Le 14 mars prépare déjà le coup d’après. Avec le leader des Forces libanaises en tête de gondole. Mardi, lors de sa réunion hebdomadaire, le bloc du Courant du futur lui a réitéré son soutien. En faisant ce choix, Saad Hariri aura réussi à ressouder les rangs de la coalition qu’il dirige. La page de la formation du gouvernement et «des divergences tactiques» est tournée. En soutenant Samir Geagea, sa candidature clivante et le projet de la Révolution du Cèdre qu’il porte, le leader naturel du mouvement joue la carte de l’unité, du bloc compact. Tout ceci a peu à voir avec la compétition présidentielle et les têtus rapports de force au Parlement. Geagea aura beau dénoncer «le coup contre la Constitution» orchestré par les partis qui n’assurent pas le quorum, ses chances d’accéder à la présidence sont minces. Place à des candidats moins marqués et celui qui s’est le plus ouvertement manifesté cette semaine, c’est Amine Gemayel.

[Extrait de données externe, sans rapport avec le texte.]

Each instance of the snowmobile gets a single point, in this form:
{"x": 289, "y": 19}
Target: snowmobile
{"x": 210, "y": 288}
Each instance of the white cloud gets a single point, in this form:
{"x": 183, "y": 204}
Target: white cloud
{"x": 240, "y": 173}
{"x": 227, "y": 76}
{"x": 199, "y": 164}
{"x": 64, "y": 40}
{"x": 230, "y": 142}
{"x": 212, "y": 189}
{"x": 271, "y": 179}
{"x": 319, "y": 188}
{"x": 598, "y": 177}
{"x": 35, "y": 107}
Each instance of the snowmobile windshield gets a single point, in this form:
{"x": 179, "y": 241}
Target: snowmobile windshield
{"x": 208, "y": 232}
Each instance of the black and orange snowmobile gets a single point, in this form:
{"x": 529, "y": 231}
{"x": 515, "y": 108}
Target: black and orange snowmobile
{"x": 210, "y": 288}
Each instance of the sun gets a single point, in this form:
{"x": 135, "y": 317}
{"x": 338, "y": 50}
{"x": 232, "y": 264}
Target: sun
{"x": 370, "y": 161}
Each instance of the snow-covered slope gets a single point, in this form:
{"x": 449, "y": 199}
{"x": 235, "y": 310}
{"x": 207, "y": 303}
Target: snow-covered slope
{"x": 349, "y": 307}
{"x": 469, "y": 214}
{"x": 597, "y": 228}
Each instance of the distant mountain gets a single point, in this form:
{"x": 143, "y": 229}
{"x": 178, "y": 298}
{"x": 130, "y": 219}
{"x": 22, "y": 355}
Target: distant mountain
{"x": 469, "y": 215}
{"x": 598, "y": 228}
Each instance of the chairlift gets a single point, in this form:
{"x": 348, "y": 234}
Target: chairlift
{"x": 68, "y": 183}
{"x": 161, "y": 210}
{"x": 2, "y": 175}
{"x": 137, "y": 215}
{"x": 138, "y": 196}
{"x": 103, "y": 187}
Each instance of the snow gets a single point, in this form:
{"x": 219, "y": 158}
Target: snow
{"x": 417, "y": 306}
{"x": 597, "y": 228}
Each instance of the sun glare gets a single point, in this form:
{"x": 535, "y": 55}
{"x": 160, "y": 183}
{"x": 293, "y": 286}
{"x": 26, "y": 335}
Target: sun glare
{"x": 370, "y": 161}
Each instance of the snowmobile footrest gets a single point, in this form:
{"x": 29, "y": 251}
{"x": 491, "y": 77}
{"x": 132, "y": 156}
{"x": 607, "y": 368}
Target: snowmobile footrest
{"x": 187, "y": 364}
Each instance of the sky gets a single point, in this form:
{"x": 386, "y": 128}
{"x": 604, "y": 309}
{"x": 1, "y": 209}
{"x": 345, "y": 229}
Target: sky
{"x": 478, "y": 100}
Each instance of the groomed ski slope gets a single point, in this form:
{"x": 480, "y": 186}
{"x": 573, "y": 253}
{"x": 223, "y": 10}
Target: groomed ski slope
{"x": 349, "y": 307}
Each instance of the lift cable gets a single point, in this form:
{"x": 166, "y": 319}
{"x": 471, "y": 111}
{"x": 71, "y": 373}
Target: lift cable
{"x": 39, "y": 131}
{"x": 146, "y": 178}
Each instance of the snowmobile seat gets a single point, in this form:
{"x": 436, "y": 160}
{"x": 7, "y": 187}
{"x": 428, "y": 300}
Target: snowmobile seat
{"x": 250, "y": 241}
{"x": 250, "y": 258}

Prenant appui sur son profil plus rond, le leader des Kataëb a pris la parole lundi. «Le processus de l’élection présidentielle est devenu très inquiétant en raison des obstacles et des complications qui l’entravent». Ce qui, selon lui, met «la République en danger» en raison de la faillite des institutions constitutionnelles. Il a donc décidé de réagir au plus vite pour «tenter de provoquer un sursaut national pour sauver la République». Mardi, Amine Gemayel s’est rendu à Maarab pour y rencontrer Samir Geagea, toujours candidat du 14 mars, selon le premier. A l’issue d’un entretien de près de trois heures, l’ancien président s’est exprimé: «Nous voulons un président qui rassure les chrétiens et les Libanais, un président doté d’un véritable pouvoir et qui ne se contente pas de diriger le palais présidentiel». Mercredi, il s’est rendu à Rabié pour y rencontrer cette fois Michel Aoun. Entretien cordial à l’issue duquel ils ont convenu qu’il était «obligatoire que l’échéance ait lieu dans les délais constitutionnels pour sauvegarder les institutions et la stabilité».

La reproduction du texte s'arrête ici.